En février 1961, de Gaulle envoie Pompidou à Berne pour conduire une première tentative de négociation avec le gouvernement provisoire de l’insurrection algérienne. Il est beaucoup question d’un enjeu politique et économique essentiel : le destin du pétrole algérien. Les relations que Pompidou entretient désormais avec le monde des affaires lui permettent d’éclairer le chef de l’État sur des enjeux qui lui sont peu familiers, mais qui sont déterminants pour le processus d’installation du nouveau régime. Deux mois plus tard, au moment du putsch des généraux, c’est sa qualité de juriste et de membre du Conseil constitutionnel qui lui permet de jouer un rôle décisif dans la mise en œuvre de l’article 16. On pourrait considérer aujourd’hui qu’il y a là un certain mélange des genres : Pompidou est à la fois homme d’affaires, membre du Conseil constitutionnel et conseiller direct du président de la République. Conflit d’intérêts, dirait-on aujourd’hui. Pour de Gaulle, c’est un sujet qui n’a pas lieu d’être dans un contexte où la Ve  République accomplit ses difficiles premiers pas et subit la menace d’une rébellion armée, voire d’une guerre civile. Il est l’homme des situations exceptionnelles, et donc celui des remèdes exceptionnels. Lorsque à la Libération il a eu besoin d’un grand commis de l’État expert en questions financières, Maurice Couve de Murville était l’homme qu’il lui fallait : peu lui importait qu’il eût été l’un des plus hauts fonctionnaires de Vichy, en charge des négociations économiques à Wiesbaden. Sur un autre plan, les liens de Pompidou avec le monde de l’argent lui sont précieux dans le contexte singulier du moment. Ils le gêneront davantage pendant son second mandat présidentiel, et surtout en Mai  68, lorsqu’il aura le sentiment que son Premier ministre se montre trop enclin à écouter les dirigeants du patronat et ne prend pas suffisamment au sérieux ses projets sur la participation.

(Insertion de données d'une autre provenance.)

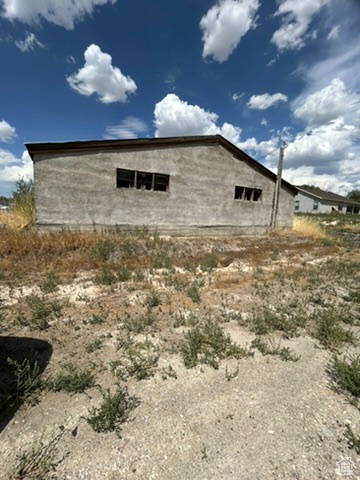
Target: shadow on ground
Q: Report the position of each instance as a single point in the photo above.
(22, 361)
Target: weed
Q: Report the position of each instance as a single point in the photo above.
(49, 284)
(114, 410)
(328, 331)
(139, 324)
(168, 372)
(193, 292)
(40, 312)
(70, 379)
(230, 375)
(38, 463)
(353, 440)
(123, 275)
(105, 276)
(208, 344)
(152, 300)
(139, 360)
(347, 374)
(210, 262)
(27, 381)
(95, 345)
(271, 348)
(102, 250)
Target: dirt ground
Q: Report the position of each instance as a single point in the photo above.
(258, 416)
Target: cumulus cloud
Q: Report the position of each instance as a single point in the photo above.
(130, 127)
(29, 43)
(174, 117)
(64, 13)
(323, 147)
(327, 104)
(15, 168)
(262, 102)
(99, 76)
(225, 24)
(297, 16)
(7, 132)
(334, 33)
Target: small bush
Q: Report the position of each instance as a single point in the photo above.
(193, 292)
(328, 331)
(27, 381)
(271, 348)
(347, 374)
(49, 284)
(70, 379)
(114, 410)
(124, 275)
(102, 250)
(208, 344)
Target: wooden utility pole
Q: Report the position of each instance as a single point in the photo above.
(275, 206)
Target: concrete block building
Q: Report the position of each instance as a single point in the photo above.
(182, 185)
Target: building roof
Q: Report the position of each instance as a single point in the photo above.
(326, 196)
(146, 143)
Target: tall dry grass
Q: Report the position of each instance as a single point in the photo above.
(309, 227)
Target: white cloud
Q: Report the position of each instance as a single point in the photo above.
(7, 132)
(237, 96)
(262, 102)
(130, 127)
(29, 43)
(225, 24)
(99, 76)
(327, 104)
(15, 168)
(297, 17)
(175, 117)
(334, 33)
(64, 13)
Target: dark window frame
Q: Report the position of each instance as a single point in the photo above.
(248, 194)
(144, 181)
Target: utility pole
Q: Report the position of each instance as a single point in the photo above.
(275, 207)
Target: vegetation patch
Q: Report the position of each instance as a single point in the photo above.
(208, 344)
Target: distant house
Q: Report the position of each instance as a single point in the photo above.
(184, 185)
(315, 200)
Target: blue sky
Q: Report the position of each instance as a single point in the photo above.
(254, 71)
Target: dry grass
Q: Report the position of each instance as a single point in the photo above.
(309, 227)
(13, 219)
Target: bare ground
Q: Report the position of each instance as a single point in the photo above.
(256, 417)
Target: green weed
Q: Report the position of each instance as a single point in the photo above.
(70, 379)
(208, 344)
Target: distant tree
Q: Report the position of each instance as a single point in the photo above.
(354, 195)
(23, 199)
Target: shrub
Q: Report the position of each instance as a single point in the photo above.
(347, 374)
(70, 379)
(208, 344)
(114, 410)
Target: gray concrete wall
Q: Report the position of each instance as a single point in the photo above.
(79, 191)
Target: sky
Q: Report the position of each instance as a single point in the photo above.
(258, 72)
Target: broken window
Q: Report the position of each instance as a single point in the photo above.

Dès le milieu de 1961, de Gaulle songe à remplacer Michel Debré à Matignon, afin de tourner définitivement la page de la guerre d’Algérie. Il propose cette fois lui-même, à la fin de l’année, le ministère des Finances à Pompidou, mais ce dernier se dérobe encore. Le portefeuille échoit au jeune secrétaire d’État aux Affaires économiques, Valéry Giscard d’Estaing : ainsi un futur rival peut-il entrer en scène, à seulement trente-cinq ans. Mais l’échéance inéluctable se rapproche. Les institutions sont installées, il reste à les pérenniser, et la politique intérieure, avec les sérieuses difficultés économiques et financières qui restent à régler, va reprendre ses droits. Le temps du redressement et de la modernisation du pays est venu, quand celui des tragédies s’éloigne. Pompidou sera le chef de gouvernement gestionnaire dont le nouveau président a désormais besoin. Fort de son indépendance de jugement, il lui dira toujours la vérité, tout en l’aidant à faire reprendre au pays le chemin de la quiétude et de la normalité. Duo si dissemblable, mais si strictement solidaire et dont la complémentarité fera la force.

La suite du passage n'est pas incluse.